Since for weather, the 4-hour variability can easily exceed the 24-hour variability, I'm not sure that data smoothing on irregularly sampled data is going to tell you more about the weather than your sampling practice. However, it looks from first principles that you could adapt an Infinite Impulse Response filter to irregularly-sampled data. Let \(\tau\) be your smoothing constant with units of time. Let \(t_i\) be the times of your data collection. Let \(x_i\) be the values of your data. Let \(y_0 = x_0\) to help smooth the initial transient. Then let \(y_i = ( 1 - \alpha_i ) x_i + \alpha_i y_{i-1}\) where \(\alpha = e^{- \frac{t_i - t_{i-1}}{\tau}}\). In the case of uniformly sampled data with period \(\Delta t\) this is an exponential moving average (EWMA) \(y_i = ( 1 - e^{- \frac{\Delta t}{\tau}} ) x_i + e^{- \frac{\Delta t}{\tau}} y_{i-1}\) and in the limit of a small ratio \(\frac{\Delta t}{\tau} \), this is \(y_i = \frac{\Delta t}{\tau} x_i + (1 - \frac{\Delta t}{\tau}) y_{i-1}\). But statistically, this is just meaningless manipulation of your data and may not reflect on the system you were measuring, especially when the signal has signal power at frequencies higher than half your average sample rate. It's only suitable for "guiding the eye" when you think a plain linear fit would not suit you. I think using AJ Johnson's non-uniform discrete fourier transform, filtering out the high frequency components and then reconstructing the time series should work (in the absence of high frequency data missed by the sampling). Here's a pointer to it for matlab. http://www.mathworks.com/matlabcentral/newsreader/view_original/765504
Have you plotted the data points? This is usually a good idea prior to trying to do curve fitting. Some times a plot of the data indicates that there is no reasonable function which will approximate it. If the appearance of the point plot is encouraging, you might try a spline fit (use Google). If my memory is not way off base, I think a spline fit uses least squares approximating methods, but does not attempt to fit all the points with one function. It chooses sets of points & develops a different approximating function for each set. Using this method, data conforming to an exponential (or some esoteric) function can be closely approximated using third or fourth order polynomials. Note that an exponential function cannot be approximated over a large range by a single third or fourth order polynomial, but a spline fit will do a good job.

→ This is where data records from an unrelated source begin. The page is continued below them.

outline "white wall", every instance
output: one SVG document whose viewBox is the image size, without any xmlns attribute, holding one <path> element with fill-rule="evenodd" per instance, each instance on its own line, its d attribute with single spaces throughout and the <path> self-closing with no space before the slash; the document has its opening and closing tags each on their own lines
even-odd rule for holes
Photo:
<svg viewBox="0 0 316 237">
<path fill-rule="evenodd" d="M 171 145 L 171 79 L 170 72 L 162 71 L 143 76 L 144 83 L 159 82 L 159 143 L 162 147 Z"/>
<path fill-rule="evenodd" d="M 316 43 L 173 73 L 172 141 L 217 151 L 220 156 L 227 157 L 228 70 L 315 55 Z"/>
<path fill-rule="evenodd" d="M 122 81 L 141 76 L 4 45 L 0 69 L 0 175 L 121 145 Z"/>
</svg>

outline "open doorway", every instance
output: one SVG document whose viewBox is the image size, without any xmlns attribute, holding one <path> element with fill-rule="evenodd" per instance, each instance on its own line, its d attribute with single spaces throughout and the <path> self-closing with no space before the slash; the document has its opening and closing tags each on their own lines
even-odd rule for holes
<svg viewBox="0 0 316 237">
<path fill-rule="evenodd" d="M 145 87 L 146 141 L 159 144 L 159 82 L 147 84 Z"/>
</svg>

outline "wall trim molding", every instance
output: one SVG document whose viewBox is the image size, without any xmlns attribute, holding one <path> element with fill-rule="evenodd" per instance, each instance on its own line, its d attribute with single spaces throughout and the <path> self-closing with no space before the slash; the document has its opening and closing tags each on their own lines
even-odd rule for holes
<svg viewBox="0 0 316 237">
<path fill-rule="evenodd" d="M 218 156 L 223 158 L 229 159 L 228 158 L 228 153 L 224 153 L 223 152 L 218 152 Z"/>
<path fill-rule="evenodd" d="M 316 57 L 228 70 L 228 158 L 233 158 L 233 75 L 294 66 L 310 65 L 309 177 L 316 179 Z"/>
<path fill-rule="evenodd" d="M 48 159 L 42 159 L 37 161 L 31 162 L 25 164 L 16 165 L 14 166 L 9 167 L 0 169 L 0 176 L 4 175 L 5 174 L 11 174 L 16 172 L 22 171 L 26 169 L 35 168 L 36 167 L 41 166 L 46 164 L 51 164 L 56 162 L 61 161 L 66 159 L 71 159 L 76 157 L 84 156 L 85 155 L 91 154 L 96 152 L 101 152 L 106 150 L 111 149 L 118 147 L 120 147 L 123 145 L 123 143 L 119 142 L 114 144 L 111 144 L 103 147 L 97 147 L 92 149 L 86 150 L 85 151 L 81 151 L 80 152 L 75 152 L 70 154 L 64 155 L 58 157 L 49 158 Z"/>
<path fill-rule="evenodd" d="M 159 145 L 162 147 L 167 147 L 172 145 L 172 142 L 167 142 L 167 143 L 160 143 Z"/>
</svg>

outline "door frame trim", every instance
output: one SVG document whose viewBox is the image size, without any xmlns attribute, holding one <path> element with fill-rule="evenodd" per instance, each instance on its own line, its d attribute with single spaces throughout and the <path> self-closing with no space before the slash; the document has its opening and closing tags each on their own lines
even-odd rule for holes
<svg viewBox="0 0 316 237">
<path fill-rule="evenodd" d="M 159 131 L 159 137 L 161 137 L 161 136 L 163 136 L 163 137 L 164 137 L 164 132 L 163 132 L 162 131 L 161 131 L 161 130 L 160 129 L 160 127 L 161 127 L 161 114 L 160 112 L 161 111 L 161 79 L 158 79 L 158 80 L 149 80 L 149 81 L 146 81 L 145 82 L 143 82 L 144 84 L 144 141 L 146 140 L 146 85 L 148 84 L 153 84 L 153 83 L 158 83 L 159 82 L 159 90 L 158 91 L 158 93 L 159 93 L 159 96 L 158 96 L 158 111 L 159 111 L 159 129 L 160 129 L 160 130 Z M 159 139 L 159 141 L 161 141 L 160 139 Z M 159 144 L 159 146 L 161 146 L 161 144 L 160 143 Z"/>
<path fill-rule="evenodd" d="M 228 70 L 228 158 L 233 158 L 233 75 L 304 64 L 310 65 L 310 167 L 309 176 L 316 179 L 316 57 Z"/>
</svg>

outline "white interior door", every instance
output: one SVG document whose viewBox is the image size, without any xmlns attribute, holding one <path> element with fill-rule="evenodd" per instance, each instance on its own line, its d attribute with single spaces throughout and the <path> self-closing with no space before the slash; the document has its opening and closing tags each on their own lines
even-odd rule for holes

Thank you for responses, I'll try out rpenner and przyk methods. I already have a script for cubic-spline (interpolation), but it passes through all the original data points, thats why I (sometimes) need to smooth the data before splining. Found out that OpenOffice Calc has cubic- and b-spline line smoothing options, and it seems that the b-spline could be something usable for smoothing out noise and robust enough if data is irregularly spaced on the X axis. Please Register or Log in to view the hidden image! b-spline in OO calc
This doesn't look like data where you need to draw a line at all, unless you have a model that you are comparing to the data.